Guess thats one of the few points in favour of being in Europe! we get to eat the original cheeses ...which are imported and exported without a problem....my point really was that living in a particular country wouldnt persuade me to eat nothing but their cuisine and products...Ive enjoyed nearly 60 years of constantly improving UK food imports and wouldnt reduce my choices because I have moved to France.

Carol, In the US in particular, you may not be eating the same version of a given cheese as you would find where it originates. I was horrified at the ultra-salty, rather crumbly Gorgonzola I was given at a good quality Italian restaurant in New York. It wasn't a patch on the much creamier version available around here, just the other side of the Alps from its home soil.

They said that this is because of US food import regulations, and that Gorgonzola hadn't been allowed in at all until just a few years ago! When I checked this out in some good cheese shops there, they told a similar story.

...but when in the UK or the States surely we eat all the different types of cheeses from all the different countries? when in the UK I eat out at French, Spanish, Indian, Italian, Polish restaurants...and many more...I eat cheeses from all over the planet....the UK actually has more cheese types than France according to some articles Ive read recently......there is no need to only eat from the country you live in anymore...personally I enjoy the diversification.

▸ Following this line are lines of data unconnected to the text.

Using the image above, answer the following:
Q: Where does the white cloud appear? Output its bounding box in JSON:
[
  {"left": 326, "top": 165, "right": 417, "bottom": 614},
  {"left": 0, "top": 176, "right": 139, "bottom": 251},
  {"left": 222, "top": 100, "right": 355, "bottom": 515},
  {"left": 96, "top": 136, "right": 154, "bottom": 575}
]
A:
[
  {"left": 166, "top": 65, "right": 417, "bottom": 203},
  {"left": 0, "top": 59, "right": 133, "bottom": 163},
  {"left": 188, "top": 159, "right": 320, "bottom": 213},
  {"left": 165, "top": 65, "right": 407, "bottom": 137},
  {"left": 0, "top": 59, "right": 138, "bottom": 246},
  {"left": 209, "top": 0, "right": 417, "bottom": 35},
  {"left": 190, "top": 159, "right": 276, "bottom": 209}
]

We love Membrillo with cheese. It’s a Spanish quince jelly. If you’ve got access to any quinces, give it a go. It’ll also keep quite indefinitely, in your fridge.

http://www.simplyrecipes.com/recipes/membrillo_quince_paste/

Thanks for your message...great tips. I just love cheddar-it comes from growing up on it in the states. Can't stop importing it , even if I promote local eating as much as possible.

presentation counts for a lot (in my book).

fantastic...going to check out your blog tomorrow!

learning a lot...love this story about the AOC Bleu de Gex!